To control for possible industry effects on firm performance, we further included two industry variables: industry attractiveness and technology opportunity. The industry attractiveness variable was approximated by the mean of the ratio of operating profit to sales in each industry. Technology opportunity was measured by the mean industry R&D intensity. In addition to above firm level and industry level factors, we also included year and firm dummy variables. These dummies were used to account for the unobserved time and firm differences.

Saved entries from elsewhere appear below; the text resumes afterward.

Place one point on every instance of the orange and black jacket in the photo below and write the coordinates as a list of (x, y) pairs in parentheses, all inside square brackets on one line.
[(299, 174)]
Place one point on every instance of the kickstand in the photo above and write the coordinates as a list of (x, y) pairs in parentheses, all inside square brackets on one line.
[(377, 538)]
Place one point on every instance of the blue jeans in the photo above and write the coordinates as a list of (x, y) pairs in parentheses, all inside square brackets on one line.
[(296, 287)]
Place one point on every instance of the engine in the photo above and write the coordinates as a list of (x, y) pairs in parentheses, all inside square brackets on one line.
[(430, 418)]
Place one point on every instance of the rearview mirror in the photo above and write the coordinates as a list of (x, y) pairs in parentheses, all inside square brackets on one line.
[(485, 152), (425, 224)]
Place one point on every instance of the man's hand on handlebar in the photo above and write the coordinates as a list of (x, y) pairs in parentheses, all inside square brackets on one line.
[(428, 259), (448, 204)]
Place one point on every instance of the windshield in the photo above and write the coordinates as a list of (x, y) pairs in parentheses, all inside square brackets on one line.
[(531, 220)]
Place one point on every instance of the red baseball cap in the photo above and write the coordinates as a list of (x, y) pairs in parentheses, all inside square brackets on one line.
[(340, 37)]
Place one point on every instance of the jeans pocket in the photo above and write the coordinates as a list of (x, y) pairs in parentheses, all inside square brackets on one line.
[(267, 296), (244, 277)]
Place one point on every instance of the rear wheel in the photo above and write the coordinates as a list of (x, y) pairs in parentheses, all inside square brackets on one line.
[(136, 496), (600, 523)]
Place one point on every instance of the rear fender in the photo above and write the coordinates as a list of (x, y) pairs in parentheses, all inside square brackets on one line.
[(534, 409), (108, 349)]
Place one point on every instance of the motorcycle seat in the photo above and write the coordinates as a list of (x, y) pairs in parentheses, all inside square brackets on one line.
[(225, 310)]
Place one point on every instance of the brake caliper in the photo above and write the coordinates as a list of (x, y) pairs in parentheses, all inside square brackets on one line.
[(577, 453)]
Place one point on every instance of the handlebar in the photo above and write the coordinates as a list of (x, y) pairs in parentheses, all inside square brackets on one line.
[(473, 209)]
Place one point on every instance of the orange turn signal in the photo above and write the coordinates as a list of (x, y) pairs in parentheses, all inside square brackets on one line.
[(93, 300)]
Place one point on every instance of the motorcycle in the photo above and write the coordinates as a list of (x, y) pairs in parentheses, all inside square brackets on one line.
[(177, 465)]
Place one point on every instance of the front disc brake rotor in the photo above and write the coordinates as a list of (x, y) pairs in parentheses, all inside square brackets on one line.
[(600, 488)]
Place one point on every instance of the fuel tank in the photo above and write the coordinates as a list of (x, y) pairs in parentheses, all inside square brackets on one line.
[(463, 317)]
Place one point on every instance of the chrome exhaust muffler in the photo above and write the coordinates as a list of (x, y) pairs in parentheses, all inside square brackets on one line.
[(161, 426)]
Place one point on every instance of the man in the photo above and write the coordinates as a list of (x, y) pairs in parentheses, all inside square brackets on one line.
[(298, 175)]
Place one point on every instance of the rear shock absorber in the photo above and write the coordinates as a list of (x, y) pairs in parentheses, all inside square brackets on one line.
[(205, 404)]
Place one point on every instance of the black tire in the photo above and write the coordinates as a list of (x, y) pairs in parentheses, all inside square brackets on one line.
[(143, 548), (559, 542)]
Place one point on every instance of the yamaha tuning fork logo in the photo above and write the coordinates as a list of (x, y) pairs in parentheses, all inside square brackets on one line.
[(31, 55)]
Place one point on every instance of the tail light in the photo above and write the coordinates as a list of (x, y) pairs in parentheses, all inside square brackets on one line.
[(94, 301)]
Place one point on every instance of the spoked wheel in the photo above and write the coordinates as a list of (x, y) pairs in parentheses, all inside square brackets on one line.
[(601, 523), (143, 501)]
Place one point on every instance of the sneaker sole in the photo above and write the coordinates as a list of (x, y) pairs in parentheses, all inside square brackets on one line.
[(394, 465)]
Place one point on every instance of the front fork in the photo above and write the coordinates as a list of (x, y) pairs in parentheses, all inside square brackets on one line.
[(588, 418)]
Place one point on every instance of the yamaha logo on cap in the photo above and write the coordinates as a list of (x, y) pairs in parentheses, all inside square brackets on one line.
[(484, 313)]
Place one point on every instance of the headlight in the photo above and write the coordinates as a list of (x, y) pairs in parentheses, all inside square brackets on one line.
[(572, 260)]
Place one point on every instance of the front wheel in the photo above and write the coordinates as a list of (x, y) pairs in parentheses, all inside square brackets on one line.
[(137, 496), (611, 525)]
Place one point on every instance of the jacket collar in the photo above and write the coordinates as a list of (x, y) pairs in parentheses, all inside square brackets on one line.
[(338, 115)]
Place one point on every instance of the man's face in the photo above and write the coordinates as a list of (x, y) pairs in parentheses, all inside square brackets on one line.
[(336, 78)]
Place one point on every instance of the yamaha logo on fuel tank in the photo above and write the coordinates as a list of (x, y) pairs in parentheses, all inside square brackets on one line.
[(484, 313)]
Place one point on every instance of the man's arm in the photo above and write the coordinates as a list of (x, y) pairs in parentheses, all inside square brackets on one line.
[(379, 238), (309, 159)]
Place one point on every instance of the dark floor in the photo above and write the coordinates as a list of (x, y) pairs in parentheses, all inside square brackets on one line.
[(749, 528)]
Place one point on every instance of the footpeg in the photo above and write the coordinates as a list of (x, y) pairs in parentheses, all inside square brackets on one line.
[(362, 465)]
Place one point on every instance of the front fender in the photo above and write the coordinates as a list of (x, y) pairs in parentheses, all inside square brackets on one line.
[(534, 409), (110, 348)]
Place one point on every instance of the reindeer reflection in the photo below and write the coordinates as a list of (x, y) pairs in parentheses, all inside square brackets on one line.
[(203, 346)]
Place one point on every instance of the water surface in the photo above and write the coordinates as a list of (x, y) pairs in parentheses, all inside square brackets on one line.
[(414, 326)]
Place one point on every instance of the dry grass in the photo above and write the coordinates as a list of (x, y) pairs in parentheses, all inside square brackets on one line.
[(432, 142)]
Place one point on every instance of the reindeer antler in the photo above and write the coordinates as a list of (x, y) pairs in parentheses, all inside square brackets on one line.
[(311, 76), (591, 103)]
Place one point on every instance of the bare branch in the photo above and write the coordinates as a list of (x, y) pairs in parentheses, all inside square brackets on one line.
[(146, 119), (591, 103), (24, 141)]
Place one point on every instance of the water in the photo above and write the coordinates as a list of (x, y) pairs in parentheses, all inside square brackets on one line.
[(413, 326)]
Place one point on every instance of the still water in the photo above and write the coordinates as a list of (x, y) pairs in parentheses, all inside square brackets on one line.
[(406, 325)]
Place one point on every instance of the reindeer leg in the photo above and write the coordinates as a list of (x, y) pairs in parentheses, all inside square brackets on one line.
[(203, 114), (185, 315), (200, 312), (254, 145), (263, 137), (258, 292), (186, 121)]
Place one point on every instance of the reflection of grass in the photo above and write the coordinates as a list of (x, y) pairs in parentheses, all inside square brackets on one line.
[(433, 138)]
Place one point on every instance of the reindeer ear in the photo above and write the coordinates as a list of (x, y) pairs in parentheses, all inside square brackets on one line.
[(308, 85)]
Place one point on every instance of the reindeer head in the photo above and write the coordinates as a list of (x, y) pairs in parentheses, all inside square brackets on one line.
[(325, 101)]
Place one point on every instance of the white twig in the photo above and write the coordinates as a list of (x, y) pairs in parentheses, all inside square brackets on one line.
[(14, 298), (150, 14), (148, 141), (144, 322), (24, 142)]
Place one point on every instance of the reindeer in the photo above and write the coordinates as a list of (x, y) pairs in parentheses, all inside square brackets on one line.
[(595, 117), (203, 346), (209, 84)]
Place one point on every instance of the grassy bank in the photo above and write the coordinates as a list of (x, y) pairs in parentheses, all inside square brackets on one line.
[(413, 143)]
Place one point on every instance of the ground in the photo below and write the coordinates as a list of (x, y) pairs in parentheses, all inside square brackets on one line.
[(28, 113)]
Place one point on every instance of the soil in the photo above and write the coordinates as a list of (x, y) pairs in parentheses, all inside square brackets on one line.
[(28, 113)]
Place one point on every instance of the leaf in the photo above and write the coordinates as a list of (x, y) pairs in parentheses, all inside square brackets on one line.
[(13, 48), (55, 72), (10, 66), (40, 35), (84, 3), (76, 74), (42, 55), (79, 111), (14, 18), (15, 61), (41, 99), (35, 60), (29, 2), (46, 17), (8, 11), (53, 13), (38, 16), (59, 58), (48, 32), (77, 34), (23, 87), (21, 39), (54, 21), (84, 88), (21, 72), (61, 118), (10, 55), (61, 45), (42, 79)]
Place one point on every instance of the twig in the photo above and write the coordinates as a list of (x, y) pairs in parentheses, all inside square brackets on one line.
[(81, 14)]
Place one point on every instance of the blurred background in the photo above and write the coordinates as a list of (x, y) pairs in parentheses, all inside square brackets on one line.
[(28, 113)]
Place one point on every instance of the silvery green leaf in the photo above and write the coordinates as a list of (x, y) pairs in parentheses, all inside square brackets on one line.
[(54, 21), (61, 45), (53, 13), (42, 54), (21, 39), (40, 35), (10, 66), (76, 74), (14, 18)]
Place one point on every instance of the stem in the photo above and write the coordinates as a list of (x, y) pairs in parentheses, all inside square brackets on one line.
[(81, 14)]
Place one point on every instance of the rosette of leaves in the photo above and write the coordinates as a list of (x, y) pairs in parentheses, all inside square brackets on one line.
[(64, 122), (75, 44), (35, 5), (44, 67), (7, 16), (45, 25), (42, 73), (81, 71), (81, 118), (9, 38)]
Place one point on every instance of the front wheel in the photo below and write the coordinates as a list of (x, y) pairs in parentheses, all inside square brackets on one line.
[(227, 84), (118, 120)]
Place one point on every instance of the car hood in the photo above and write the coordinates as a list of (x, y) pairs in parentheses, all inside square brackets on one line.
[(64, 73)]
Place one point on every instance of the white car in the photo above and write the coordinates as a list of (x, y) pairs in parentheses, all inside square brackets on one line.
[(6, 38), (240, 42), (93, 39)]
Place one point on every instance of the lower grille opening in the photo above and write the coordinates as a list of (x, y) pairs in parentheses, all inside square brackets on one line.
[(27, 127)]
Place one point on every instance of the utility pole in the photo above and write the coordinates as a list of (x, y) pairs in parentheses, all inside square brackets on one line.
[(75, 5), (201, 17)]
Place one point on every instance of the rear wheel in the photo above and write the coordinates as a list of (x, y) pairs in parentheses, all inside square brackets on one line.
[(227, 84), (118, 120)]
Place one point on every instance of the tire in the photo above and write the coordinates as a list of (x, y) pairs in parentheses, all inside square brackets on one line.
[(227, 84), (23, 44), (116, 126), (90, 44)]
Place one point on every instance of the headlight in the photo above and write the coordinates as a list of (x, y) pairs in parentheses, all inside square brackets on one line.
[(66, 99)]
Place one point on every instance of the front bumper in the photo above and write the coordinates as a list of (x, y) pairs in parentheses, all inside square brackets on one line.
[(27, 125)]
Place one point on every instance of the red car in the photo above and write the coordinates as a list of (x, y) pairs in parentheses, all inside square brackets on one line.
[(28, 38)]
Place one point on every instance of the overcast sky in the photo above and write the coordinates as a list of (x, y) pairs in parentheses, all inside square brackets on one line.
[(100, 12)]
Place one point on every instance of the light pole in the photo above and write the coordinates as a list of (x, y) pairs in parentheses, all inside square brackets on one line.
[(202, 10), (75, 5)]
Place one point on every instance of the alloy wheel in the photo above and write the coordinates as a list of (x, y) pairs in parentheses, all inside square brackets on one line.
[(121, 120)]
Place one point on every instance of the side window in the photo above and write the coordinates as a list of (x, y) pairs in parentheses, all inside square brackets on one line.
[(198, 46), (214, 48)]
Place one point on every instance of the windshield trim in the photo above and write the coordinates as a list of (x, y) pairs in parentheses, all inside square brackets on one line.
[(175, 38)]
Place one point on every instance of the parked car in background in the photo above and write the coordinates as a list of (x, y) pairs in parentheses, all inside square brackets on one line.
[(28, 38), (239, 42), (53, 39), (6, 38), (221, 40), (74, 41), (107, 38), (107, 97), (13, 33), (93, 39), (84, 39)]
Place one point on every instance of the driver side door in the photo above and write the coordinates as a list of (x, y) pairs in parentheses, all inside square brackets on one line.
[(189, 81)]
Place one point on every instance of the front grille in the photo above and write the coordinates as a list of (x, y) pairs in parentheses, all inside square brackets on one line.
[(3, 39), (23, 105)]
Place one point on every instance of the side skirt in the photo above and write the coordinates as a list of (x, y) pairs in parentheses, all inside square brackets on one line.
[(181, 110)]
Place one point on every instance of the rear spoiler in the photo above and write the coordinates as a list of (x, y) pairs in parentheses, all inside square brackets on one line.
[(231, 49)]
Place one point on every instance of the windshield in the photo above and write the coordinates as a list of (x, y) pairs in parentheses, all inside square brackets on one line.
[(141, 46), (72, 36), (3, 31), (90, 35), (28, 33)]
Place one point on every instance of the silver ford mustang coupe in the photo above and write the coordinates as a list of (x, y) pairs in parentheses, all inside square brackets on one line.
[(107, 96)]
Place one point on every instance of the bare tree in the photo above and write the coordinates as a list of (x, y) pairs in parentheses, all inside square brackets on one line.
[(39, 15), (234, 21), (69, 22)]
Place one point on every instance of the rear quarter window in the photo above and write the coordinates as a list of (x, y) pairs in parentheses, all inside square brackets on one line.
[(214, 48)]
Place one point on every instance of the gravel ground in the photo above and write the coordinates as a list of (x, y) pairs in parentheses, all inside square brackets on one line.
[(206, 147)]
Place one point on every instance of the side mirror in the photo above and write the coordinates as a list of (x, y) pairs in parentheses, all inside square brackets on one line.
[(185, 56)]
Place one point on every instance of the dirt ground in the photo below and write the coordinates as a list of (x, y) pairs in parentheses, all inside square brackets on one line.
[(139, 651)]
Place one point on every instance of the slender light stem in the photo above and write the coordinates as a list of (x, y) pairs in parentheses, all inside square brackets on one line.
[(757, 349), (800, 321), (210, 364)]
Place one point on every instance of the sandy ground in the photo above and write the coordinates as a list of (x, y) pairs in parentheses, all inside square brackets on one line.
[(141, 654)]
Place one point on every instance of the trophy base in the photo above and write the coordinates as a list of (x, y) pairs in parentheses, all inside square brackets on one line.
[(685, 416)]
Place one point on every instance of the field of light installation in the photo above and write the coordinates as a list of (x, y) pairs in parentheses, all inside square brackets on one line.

All independent variables and control variables were lagged to minimize the possibility of reverse causation. We estimated models using 1‐year lags for all control variables while using either 1‐year lag or 3‐year lag for R&D intensity to test for its short‐term or long‐term effects. The time period chosen for the analysis was from years −1 to +3.
Empirical Results
Results from the Event Study Analysis
We first present results from the event study analysis. Because of the similarity in results between one‐to‐one matching and one‐to‐portfolio matching, we report here only the results from the one‐to‐one matching method. Table 4 shows summary statistics for award‐winning firms and control firms at t−1.
Descriptive Statistics for the Sample Firms and Control Firms Using One‐to‐One Matching by Industry, ROA, and R&D intensity
Descriptive Statistics for the Sample Firms and Control Firms Using One‐to‐One Matching by Industry, ROA, and R&D intensity
For each performance measure, we report two sets of results. The first is the mean and median of the annual difference in the percentage change in performance between the sample and control firms. These results show the year‐to‐year performance change in the award‐winning firms relative to control firms. The second set of results report the mean and median of the percentage difference in performance between the sample and control firms over several longer time intervals, such as between years −1 and +1, −1 and +2, −1 and +3, and −4 and +3 to reflect different patterns of change in performance across firms (see Hendricks and Singhal [1997b] for a discussion on using different time intervals to detect changes of performance over time).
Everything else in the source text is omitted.